The Spanish government said that increasing the renewables share would significantly reduce power generation costs, thus enabling savings of around €9.6 billion.
CO2 emissions would be more than halved, and power exports to France could increase the report’s authors noted.
According to the most optimistic figures provided by the ministry, solar is expected to reach a power production capacity of 47.1 TWh by 2030, becoming the country’s leading power source, followed by wind (31.0 TWh), combined cycle plants (24.5 TWh), hydropower (23.0 TWh), cogeneration facilities (8.5 TWh), and nuclear power (7.1 TWh).
Under this scenario, renewables would have a 70% share in Spain’s electricity mix, while solar PV technology would reach a cumulative installed power of around 77 GW, followed by wind with 47.5 GW.

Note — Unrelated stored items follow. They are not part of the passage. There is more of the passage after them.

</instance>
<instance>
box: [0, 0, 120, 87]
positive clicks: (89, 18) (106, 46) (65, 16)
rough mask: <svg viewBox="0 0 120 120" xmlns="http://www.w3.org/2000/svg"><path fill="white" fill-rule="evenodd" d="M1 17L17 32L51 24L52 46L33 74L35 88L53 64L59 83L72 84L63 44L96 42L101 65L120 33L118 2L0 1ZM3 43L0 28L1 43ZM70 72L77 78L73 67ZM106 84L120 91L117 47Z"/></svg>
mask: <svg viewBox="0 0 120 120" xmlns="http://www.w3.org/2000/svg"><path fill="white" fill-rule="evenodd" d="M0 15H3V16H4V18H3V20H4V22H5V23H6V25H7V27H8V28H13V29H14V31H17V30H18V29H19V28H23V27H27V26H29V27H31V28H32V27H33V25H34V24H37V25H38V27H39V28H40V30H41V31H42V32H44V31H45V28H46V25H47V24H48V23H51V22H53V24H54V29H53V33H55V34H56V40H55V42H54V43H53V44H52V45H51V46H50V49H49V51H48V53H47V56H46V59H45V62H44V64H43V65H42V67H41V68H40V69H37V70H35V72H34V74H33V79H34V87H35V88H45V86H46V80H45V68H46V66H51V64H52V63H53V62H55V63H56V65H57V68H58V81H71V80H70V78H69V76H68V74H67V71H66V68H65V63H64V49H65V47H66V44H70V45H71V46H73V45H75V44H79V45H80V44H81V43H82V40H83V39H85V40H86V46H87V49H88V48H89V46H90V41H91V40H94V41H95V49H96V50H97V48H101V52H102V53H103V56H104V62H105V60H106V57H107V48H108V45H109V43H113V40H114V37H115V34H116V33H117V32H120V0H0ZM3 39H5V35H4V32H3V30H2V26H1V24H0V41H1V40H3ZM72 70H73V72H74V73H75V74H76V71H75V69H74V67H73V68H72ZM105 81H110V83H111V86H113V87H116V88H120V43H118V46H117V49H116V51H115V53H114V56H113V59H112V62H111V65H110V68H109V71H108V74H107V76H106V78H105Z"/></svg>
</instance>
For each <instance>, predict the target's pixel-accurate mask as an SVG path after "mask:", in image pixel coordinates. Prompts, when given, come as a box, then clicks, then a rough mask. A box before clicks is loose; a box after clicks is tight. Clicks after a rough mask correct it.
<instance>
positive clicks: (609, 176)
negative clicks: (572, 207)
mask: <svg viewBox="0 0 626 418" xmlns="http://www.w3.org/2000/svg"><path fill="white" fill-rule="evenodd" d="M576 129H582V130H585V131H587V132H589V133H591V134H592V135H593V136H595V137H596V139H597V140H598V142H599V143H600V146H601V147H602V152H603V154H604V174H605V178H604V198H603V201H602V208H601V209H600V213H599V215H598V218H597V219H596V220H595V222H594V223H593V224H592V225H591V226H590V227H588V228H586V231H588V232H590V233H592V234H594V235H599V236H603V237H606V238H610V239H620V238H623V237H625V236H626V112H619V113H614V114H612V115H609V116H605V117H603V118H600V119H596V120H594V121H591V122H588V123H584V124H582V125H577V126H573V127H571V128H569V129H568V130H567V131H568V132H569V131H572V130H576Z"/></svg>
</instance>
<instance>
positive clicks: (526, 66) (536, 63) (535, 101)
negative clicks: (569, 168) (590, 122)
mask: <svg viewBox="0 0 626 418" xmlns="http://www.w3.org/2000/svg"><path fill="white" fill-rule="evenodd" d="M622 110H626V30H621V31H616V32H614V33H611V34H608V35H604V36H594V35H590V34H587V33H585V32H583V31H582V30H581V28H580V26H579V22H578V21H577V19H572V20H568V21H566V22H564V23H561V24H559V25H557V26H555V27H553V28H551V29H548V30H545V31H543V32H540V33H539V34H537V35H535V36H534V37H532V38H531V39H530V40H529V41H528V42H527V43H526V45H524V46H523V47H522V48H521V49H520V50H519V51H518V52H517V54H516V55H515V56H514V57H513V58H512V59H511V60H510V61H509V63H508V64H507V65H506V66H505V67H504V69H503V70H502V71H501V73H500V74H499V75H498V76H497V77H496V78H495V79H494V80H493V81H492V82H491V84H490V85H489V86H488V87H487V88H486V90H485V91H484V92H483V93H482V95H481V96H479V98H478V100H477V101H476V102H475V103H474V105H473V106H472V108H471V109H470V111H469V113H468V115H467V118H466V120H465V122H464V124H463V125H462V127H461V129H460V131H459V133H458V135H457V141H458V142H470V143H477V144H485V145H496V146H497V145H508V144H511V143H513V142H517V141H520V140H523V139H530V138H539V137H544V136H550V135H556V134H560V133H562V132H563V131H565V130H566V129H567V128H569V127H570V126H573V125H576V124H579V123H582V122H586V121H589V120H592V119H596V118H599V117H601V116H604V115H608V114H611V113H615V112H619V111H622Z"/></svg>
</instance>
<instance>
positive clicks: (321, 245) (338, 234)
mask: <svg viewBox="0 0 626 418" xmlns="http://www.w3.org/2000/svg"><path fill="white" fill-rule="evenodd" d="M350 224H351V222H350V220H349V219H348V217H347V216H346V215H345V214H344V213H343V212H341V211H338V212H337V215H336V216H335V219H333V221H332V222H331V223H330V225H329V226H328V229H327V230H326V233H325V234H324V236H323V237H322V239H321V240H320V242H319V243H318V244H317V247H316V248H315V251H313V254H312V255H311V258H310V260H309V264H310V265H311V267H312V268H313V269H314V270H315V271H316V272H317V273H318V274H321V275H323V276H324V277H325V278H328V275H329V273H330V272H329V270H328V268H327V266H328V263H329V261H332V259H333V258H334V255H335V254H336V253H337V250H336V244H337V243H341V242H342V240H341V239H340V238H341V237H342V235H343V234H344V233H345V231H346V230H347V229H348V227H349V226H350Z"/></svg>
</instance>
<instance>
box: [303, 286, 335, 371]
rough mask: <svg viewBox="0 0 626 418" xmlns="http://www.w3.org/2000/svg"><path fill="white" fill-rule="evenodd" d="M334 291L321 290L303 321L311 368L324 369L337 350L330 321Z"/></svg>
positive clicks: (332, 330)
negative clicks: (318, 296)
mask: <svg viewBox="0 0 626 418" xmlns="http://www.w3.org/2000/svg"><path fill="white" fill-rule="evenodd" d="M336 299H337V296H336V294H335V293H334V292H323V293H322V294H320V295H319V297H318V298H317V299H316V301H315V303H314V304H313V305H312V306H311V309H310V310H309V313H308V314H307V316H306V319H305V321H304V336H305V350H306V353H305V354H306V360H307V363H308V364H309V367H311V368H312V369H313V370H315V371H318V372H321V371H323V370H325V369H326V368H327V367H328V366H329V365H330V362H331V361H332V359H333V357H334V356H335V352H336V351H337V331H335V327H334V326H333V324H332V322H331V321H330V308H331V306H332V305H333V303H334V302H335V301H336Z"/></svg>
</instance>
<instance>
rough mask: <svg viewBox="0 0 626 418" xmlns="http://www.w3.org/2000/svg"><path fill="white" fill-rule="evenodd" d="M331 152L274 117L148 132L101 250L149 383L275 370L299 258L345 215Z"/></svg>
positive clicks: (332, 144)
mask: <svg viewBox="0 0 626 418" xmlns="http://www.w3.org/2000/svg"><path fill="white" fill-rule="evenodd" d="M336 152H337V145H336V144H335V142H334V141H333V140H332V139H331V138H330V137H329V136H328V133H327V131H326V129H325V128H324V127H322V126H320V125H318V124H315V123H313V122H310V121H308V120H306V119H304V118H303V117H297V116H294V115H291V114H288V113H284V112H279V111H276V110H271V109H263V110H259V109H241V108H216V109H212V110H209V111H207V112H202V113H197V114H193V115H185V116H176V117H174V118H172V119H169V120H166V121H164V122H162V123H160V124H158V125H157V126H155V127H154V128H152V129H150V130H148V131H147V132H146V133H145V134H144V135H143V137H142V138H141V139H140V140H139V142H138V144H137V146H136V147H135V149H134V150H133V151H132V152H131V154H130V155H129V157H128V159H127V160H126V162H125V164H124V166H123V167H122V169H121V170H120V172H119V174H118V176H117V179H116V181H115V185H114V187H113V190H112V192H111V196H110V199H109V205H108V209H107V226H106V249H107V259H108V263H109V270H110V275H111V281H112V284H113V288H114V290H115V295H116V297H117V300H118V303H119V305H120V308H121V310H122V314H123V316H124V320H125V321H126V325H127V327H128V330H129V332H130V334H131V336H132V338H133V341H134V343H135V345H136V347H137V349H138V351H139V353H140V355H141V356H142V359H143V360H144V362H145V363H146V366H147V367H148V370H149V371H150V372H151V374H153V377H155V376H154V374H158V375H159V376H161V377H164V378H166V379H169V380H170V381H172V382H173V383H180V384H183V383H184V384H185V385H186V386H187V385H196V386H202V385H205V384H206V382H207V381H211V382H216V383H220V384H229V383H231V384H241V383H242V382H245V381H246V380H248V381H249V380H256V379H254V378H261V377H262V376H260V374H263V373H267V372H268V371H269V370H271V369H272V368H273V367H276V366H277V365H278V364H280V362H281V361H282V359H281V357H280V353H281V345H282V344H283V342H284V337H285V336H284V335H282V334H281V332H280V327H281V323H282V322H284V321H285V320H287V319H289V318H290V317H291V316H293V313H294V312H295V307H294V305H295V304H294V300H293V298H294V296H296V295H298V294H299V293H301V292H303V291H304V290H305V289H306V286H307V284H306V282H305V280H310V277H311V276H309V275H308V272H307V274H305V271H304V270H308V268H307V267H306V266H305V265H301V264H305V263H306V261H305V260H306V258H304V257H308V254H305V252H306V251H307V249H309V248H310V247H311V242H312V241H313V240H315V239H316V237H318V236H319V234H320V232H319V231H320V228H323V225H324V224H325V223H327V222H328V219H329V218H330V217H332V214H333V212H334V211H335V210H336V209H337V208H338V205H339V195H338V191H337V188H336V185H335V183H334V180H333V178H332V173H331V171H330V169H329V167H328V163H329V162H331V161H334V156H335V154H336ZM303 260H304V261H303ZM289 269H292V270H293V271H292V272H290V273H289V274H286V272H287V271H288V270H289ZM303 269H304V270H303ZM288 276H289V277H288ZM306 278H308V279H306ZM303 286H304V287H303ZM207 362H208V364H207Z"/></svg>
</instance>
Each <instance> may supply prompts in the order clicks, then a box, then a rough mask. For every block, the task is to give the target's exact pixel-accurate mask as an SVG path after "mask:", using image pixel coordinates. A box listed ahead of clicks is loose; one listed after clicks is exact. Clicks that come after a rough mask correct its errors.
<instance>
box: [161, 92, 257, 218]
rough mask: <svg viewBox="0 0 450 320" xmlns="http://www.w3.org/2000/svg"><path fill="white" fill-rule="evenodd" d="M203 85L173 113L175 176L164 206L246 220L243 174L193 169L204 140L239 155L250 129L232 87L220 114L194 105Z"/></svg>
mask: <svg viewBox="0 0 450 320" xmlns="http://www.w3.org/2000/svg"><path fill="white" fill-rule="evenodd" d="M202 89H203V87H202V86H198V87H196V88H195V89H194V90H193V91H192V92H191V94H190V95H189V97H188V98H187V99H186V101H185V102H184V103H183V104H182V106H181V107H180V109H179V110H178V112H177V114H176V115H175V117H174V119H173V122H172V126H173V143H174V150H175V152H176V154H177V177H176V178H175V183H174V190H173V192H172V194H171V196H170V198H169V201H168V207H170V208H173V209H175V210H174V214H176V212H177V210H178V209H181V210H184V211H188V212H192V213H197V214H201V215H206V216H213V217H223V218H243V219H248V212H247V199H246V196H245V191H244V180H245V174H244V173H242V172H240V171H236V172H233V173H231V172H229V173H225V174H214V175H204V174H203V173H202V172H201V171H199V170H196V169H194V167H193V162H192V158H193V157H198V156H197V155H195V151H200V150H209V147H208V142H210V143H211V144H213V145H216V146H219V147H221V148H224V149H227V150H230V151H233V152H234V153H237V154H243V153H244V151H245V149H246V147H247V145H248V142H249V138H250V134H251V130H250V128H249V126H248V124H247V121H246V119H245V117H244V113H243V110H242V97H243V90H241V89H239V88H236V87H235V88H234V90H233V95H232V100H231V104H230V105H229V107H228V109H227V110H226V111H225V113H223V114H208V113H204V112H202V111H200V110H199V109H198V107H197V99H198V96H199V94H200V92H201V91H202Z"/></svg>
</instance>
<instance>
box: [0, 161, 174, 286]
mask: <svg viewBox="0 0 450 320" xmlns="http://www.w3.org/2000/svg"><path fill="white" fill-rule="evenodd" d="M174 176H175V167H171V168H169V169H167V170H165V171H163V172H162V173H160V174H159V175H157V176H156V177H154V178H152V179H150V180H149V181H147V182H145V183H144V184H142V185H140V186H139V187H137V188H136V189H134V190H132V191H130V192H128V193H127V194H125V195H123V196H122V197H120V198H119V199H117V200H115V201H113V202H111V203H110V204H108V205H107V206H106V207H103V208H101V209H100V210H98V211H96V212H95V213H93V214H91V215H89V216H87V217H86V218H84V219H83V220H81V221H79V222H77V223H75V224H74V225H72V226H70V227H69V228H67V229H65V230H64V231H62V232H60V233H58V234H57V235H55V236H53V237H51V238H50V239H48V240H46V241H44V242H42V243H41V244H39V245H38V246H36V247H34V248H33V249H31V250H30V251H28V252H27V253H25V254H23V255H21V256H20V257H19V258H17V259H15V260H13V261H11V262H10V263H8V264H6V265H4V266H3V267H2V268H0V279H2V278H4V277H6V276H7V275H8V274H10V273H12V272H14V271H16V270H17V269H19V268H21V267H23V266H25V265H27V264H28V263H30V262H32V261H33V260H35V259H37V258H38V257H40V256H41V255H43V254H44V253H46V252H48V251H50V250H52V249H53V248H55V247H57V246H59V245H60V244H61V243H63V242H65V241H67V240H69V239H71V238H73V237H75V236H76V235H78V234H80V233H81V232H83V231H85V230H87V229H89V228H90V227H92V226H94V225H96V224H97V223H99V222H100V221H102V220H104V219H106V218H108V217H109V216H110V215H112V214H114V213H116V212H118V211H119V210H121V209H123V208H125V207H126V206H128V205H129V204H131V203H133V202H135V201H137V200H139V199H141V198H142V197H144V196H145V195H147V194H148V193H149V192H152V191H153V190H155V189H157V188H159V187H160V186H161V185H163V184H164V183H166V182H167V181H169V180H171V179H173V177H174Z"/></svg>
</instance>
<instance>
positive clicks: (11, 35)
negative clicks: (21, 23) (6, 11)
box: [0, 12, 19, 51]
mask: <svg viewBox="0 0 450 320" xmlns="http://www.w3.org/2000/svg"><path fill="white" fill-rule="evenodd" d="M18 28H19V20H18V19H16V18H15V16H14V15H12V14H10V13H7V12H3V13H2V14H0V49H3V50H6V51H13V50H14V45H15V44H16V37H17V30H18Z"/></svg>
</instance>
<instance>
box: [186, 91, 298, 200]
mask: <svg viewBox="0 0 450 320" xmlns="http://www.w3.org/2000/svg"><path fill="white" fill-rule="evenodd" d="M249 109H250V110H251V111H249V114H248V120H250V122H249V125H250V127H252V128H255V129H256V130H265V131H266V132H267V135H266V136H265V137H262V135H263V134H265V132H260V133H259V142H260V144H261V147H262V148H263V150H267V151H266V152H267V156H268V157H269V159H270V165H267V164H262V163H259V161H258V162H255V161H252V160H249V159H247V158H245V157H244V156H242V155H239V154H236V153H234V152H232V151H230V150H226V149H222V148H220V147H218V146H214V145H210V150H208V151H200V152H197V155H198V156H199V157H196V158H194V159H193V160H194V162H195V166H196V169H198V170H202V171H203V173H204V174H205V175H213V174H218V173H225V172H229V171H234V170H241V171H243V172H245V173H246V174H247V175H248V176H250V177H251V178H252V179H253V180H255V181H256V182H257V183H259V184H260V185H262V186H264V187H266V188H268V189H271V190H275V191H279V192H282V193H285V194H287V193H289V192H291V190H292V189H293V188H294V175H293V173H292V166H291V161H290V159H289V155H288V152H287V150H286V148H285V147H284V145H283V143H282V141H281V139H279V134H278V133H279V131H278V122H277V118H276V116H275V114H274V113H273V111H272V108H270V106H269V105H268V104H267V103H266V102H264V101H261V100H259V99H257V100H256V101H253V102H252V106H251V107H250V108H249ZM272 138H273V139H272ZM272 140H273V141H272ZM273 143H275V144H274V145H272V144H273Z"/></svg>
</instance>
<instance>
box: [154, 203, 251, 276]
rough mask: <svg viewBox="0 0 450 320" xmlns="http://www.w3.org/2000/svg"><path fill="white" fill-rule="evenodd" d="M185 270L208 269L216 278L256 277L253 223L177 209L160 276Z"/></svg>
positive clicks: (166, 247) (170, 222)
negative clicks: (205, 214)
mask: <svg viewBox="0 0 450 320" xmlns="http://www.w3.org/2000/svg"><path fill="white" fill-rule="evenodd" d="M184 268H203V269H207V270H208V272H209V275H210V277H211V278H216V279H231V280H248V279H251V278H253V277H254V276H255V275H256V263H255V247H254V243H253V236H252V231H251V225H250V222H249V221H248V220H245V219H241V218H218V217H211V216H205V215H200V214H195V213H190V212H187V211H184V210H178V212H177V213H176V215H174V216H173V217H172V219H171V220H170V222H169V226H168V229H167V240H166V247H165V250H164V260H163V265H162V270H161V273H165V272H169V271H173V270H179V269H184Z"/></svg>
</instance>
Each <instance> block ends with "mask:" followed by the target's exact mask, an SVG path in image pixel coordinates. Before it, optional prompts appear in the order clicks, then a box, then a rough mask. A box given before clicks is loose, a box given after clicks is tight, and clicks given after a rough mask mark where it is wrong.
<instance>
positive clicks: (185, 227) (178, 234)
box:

A second, less ambitious scenario, called “sustainable transition” also expects solar to become the largest and cheapest source of power by 2030, but with ‘only’ 40 TWh of power production capacity and no storage deployed.
Under this scenario, however, renewables would still account for 67% of total power generation capacity, although part of the missing 7 TWh from solar would be partly replaced with 4 TWh of power generation from coal.
Spanish solar association, UNEF has welcomed the findings of the report, claiming that the Spanish government has finally acknowledged the high value of the PV technology.